No, I regret to say that my year is basically done when we finish here. But you have to understand that rally season probably starts again at the end of January, possibly in the United States, so we have cars to rebuild and lots of other projects to sort of complete during the winter. And Christmas in Europe will probably take two, three weeks out of the calendar. I will be looking to be back in the United States in the middle of January for rebuild, for upgrade, and for testing of next year’s rally program. So we’ve sort of got a month or six weeks back home—engines to rebuild, transmissions to rebuild, we’re busy enough at the moment.

I’m sure we’re just waiting for the calendars for next year. I think everyone’s sort of waiting for calendars around SEMA Show, and then Ken will sit down and decide what they want to do. But I think that they want to do some of the American rally championship stuff more next year, so the rest of our year will be to get the car ready for the start of next season.

Image via Ford Racing Facebook

Have you given any thought to the 2013 season yet? Do you have any indication as to where GRC is headed and when, and does that affect any other commitments for the Monster World Rally Team?

It’s up to people much higher up the food chain than me to decide what we do next year. I think Ken and his management team sit down with the sponsors and they decide where their priorities will be and what they want to do. As far as I’m concerned, my priority is to work on Ken’s cars to make them more competitive in both rally and rallycross for next season. We’ve been usually dominant in the rallies that we’ve been in the United States this year, but we still have a few upgrades that we need to do to make some of the components a bit more reliable. So we intend to do that for next season in rallying.

I’ll be doing rallycross car designs with my thoughts and changes for next season. And I think when Ken comes back to the sponsorship meetings they’ll decide exactly what we’re going to do with rallycross and what they wish to have prepared—to rebuild this car, to build a new car for GRC, that’s up to them—that kind of point of view of getting the design and having the consultation on what we get rid of for next season, what our priorities will be, to make our car even more competitive.

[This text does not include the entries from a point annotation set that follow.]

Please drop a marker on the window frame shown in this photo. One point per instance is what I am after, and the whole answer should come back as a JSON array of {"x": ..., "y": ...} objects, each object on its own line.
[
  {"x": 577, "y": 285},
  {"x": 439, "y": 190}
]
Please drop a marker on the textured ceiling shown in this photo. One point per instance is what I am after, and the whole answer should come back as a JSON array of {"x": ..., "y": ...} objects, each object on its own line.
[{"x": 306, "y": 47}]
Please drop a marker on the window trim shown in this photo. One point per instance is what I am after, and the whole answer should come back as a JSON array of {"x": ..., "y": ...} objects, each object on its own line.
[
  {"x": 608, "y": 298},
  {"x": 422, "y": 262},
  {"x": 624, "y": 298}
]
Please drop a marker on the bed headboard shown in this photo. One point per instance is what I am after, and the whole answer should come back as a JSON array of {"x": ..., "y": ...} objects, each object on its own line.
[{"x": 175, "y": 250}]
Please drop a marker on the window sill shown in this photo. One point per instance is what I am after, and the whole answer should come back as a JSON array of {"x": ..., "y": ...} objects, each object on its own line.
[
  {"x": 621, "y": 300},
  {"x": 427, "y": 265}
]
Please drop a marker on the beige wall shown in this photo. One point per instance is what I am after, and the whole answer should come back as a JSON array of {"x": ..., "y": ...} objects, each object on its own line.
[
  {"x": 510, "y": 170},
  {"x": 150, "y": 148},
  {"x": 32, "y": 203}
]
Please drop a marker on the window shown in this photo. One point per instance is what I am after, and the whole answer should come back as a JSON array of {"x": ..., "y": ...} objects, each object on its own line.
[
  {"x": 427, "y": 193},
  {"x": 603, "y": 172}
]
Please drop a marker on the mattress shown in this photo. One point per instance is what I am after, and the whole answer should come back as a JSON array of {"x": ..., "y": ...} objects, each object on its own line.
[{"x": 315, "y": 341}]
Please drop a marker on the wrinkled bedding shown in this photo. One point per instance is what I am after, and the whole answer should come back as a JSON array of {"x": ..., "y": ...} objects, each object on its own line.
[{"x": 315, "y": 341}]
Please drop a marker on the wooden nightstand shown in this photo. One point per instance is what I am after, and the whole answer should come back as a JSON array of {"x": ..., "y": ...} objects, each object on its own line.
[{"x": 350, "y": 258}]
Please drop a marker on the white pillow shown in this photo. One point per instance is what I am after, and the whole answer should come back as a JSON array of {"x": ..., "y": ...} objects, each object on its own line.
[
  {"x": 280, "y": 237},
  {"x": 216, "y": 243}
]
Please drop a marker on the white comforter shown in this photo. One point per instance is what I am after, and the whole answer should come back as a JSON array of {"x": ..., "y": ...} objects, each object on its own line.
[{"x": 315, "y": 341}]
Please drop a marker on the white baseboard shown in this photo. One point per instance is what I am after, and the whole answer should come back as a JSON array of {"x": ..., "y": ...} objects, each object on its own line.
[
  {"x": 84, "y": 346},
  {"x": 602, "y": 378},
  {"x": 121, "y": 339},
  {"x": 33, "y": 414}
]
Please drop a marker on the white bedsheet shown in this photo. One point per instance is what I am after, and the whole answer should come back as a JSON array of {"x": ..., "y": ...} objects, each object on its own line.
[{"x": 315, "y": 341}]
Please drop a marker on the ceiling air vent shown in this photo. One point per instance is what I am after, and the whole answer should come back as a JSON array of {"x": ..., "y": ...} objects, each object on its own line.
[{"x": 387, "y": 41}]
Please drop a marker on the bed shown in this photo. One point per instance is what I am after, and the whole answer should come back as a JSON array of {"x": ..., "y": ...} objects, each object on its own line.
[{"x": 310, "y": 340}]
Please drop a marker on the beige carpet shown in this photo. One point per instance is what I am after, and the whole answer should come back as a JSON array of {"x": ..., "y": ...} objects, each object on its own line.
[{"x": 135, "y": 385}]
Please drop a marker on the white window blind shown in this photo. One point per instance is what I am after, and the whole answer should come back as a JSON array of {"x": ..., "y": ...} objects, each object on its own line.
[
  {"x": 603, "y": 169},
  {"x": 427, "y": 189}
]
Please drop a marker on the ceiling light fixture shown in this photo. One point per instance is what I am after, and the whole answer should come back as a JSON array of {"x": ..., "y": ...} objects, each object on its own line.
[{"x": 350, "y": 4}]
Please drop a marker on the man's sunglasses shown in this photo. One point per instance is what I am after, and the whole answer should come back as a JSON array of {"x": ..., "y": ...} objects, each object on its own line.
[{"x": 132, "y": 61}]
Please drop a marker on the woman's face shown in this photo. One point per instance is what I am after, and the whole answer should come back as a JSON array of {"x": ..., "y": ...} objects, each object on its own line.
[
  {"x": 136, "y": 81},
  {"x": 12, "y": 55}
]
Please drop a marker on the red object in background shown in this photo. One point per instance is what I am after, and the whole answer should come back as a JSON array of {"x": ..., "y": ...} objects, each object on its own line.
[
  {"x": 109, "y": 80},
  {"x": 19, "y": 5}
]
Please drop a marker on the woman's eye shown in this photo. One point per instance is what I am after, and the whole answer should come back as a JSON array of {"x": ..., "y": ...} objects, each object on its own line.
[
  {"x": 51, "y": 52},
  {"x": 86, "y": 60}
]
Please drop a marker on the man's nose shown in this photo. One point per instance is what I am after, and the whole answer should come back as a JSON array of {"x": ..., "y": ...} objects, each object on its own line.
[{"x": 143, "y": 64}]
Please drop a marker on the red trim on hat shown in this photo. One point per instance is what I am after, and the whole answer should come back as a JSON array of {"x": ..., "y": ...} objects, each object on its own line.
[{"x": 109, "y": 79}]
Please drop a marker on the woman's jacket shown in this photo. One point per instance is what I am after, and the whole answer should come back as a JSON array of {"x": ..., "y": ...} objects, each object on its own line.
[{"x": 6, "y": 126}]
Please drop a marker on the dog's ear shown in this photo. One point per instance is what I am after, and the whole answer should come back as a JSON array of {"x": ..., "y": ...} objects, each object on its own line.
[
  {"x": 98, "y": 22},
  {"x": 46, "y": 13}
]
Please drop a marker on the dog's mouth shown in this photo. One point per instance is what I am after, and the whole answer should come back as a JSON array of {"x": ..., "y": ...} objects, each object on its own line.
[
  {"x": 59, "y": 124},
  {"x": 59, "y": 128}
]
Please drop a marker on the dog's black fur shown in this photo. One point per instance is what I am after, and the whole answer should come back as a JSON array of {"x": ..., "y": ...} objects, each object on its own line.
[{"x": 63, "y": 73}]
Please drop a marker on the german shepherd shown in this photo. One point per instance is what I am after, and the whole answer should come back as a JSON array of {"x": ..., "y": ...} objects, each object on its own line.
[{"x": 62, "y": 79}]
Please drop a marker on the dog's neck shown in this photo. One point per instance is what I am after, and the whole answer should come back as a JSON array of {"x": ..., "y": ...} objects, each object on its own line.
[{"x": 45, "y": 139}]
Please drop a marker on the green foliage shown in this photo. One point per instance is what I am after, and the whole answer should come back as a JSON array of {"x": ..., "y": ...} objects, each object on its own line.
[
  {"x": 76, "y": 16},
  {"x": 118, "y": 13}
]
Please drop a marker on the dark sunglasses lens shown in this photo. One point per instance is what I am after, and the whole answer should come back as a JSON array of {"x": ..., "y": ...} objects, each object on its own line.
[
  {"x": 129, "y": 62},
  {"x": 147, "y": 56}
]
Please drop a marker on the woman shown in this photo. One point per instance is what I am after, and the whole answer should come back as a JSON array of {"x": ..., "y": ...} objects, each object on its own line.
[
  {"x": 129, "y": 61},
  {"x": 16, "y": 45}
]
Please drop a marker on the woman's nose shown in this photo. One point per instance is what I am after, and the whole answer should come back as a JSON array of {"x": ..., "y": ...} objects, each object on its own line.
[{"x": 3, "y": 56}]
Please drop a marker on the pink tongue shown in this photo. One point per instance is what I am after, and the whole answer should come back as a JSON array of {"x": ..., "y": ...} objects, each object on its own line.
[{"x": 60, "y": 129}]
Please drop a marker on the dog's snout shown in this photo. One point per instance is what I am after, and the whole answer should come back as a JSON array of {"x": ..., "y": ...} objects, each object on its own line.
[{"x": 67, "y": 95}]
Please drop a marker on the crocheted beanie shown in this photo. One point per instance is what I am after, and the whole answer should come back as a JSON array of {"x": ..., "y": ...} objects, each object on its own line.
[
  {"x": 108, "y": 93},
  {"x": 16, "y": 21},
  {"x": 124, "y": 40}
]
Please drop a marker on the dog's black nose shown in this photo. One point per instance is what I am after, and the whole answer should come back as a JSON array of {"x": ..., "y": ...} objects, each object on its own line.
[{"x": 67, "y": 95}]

I think it’s going to be the next three weeks to four weeks with our technical partners in deciding what we can do… looking at a lot of video footage, seeing which suspension to go with next season, talking to our electronics people about new products on the market that they want to display inside the vehicle. It’s that sort of time of year, if that makes sense.

Image via M-Sport Facebook

Finally, much has been made of Ford shifting its factory participation out of the WRC and likely into rallycross. You work in both forms, but in particular you’ve been with M-Sport, who are affected by the shift, for a long time. What are your thoughts about that decision?

No it doesn’t. I mean, it’s important, the situation with Ford and M-Sport, but actually when you get to see the closure of the factory in Kent where they laid 4,300 people off, in the UK where there’s 4,170 people left, you can see why Ford couldn’t justify the continuation of a rally car program which is mainly based in Europe, where they’re closing those factories and laying those workers off. From a Ford point of view, Ford have actually ended the sponsorship part of its program with M-Sport as I understand, but its technical partnership continues. So from a technical point of view, Ford will still give M-Sport assistance in a lot of areas, with homologation of vehicles, parts, and design work.

From my point, my relationship is probably with M-Sport more than Ford. I’ve had several meetings with them in the past couple of weeks, and they’ve shown more interest certainly in rallycross in Europe as well. And I think that now their perspective has to shift a little bit in terms of World Rally, it’s probably not their absolute priority, but I think from a rallycross perspective, we will benefit in the next 12 months. But next we have a little bit more time on our hands looking for a slightly different direction for that company.